A: Sometimes the words we choose to describe things change our understanding of them. The term “legal limit” is a potentially disastrous example. You might infer from this term that there is a limit under which it is legal to drive after drinking. The law has no such limit. Although “legal limit” often gets tossed around in conversations about impaired driving, people in the business of investigating or prosecuting DUI would more likely use “per se limit” or “presumptive limit.” These terms more accurately describe what .08 means to the law. (Side note: .08 refers to the amount of alcohol in a person’s blood, measured in grams per 100 milliliters.) The presumptive limit, put simply, is the point at which the law has agreed everyone is impaired.
If you were to take a look at the RCW on impaired driving, you’d see a four-item list of what it takes to be found guilty of driving while impaired. The first two items on the list are strictly measurements of substances in the blood; the first is alcohol and the second is THC. Essentially, if a person’s blood alcohol content is above a .08, the prosecution doesn’t need any other evidence to prove guilt. The next two items on the list address drivers who are “under the influence of or affected by” alcohol or drugs.

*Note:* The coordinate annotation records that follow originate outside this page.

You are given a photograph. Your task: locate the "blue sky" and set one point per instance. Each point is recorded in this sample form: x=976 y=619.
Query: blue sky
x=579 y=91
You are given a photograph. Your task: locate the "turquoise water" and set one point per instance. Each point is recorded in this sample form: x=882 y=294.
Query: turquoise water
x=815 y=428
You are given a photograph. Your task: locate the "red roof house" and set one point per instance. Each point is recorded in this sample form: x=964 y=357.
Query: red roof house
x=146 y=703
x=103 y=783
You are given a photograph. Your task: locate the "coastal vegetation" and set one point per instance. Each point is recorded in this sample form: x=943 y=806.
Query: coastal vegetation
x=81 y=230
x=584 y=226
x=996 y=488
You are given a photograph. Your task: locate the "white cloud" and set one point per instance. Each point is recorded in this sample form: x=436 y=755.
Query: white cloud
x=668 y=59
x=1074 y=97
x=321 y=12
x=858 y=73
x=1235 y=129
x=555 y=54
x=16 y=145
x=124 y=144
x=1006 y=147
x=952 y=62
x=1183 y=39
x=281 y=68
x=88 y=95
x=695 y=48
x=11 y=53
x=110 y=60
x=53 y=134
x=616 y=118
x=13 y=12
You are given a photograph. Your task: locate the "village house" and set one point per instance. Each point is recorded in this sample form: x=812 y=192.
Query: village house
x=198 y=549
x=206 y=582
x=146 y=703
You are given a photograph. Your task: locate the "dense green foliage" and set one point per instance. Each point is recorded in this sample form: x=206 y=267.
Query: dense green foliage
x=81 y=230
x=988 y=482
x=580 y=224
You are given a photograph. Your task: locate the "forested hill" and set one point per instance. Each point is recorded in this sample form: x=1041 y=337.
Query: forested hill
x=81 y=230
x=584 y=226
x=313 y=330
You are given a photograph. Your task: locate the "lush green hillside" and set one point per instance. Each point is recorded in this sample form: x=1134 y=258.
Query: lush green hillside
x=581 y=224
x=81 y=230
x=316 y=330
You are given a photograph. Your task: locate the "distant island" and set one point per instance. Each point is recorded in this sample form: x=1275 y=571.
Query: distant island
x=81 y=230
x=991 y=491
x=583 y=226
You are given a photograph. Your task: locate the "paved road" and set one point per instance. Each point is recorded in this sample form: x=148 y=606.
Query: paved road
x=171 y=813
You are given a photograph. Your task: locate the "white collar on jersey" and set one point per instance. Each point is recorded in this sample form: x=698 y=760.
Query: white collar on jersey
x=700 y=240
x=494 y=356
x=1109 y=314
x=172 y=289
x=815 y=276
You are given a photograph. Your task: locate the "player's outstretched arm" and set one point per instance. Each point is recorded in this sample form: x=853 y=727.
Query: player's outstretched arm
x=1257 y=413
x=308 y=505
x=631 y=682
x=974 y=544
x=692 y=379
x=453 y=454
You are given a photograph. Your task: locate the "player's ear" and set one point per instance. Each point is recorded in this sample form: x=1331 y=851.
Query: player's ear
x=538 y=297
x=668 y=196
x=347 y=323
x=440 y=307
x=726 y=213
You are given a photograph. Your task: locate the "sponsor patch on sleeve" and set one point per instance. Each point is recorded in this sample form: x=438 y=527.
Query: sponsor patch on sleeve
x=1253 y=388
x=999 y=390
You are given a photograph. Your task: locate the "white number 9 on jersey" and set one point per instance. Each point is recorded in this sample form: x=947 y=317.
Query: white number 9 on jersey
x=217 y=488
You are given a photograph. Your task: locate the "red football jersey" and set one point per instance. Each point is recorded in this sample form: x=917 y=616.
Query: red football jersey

Alcohol begins to affect people at levels far below .08 blood levels. At around .03 our concentration gets worse. At around .06 our reasoning, depth perception, peripheral vision and glare recovery don’t work like they’re supposed to work. All of the things I just listed are pretty important when driving. If a person is under the influence of alcohol and an officer observes that influence while the person is driving, that driver could be arrested for DUI, even with a blood alcohol concentration (BAC) of less than .08.
The other word that isn’t really helpful when talking about DUI is “drunk.” Although we often talk about drunk driving, the law isn’t concerned with drunkenness but with impairment. We all know what a drunk person looks like; slurred speech, staggering around, drunk-dialing your ex. Impairment can be more subtle. The affects of alcohol I listed above all happen before someone starts slurring their speech or loses their gross motor control.
There’s another way that someone might be impaired at levels far below the presumptive limit: poly-drug use. Poly-drug use is the combining of two or more drugs. The most common occurrence is when people combine alcohol and marijuana, sometimes called crossfading. When combining drugs, the effect is often greater than the sum of the parts. A person could have a BAC well below the presumptive limit, along with a THC content of less than five nanograms per milliliter of blood (the presumptive limit for THC) and still be impaired. (There are some other significant risks to crossfading, but I’ll keep this conversation limited to impacts on driving.)
Deaths in Washington from impaired driving have increased in the last few years, and that can be attributed to poly-drug use, especially the combination of alcohol and marijuana. The number of fatalities from people impaired only by alcohol has been decreasing, but deaths caused by drivers with two or more drugs in their system have shot up. Most frequently those two drugs are alcohol and THC.
While we’re on the topic of combining drugs, let’s not forget that we sometimes consume products that we don’t think of as drugs even though they sort of are. I’m talking about things like coffee, tea, soda, Red Bull. These contain caffeine, technically a drug. On its own, caffeine has become the drug of choice to help many humans survive yet another dreary morning meeting. But combining caffeine with marijuana can give different results than marijuana alone. (Mixing cannabis and coffee has come to be known as a Colorado speedball, clearly an indicator that people have figured out the impacts mixing them.)
Even though we have a presumptive limit, impaired driving isn’t limited to a number. Lots of factors are involved in what kind of impact alcohol and other drugs have on a driver, and it often takes less than people think to be impaired. To help make that point, right now law enforcement officers all across Washington are increasing enforcement of impaired driving, with a focus on poly-drug use. If part of your summertime activities involve substances that can impair your driving, make sure you have a plan that keeps you out of the driver’s seat.